Il se déploya de toute sa taille.

Une croix d'argent et des médailles tintaient sur son buffletin chamoisé et frangé à la façon indienne.

À la ceinture, il avait un coutelas et une hachette, mais il tenait en main un pistolet d'arçon à crosse de nacre. Derrière lui, des matelots montraient des faces patibulaires de naufrageurs auxquels se mêlaient trois ou quatre Mic-Macs en bonnets pointus noirs décorés de perles. Le regard soupçonneux du jeune chef examina Angélique et ses paupières se bridèrent.

– Êtes-vous sûre d'être bien française et non anglaise ?

– Et vous, riposta-t-elle, êtes-vous sûr d'être bien français et non indien ?

– Moi, s'exclama-t-il indigné, mais je suis Hubert d'Arpentigny, du cap Sable. Tout le monde me connaît en Acadie et dans la Baie Française !

– Et moi, jeune homme, je suis la comtesse de Peyrac et je crois que tout le monde connaît en Acadie et dans la Baie Française le seigneur mon époux !

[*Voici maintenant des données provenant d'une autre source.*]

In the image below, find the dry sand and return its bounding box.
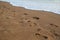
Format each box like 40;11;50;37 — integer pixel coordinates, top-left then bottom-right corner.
0;2;60;40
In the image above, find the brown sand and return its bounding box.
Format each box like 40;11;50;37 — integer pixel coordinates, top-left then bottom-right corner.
0;2;60;40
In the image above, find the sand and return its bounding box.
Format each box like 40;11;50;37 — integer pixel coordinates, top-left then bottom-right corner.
0;1;60;40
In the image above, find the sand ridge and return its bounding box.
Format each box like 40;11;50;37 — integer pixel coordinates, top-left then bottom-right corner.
0;2;60;40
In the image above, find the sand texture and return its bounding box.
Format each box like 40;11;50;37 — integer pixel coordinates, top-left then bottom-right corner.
0;2;60;40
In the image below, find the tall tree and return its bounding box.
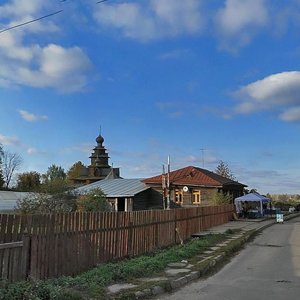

Sans se déconcerter, Hubert d'Arpentigny sauta dans la barque de Jack Merwin. S'il possédait, du côté maternel, un aïeul grand sagamore des forêts, en revanche, son grandpère paternel, qui avait été écuyer du roi Louis XIII, lui avait enseigné les usages de la cour de France, et il baisa avec élégance la main d'Angélique.

– Madame, je vous reconnais à la réputation qu'on vous a faite : belle et hardie ! Loin de moi la pensée de vous causer aucun dommage. Mais il me semble que vous avez là, comme compagnons, une poignée d'Anglais qui feraient bien mon affaire comme otages à revendre.

– Ils m'appartiennent et je dois précisément les conduire à mon mari le comte de Peyrac.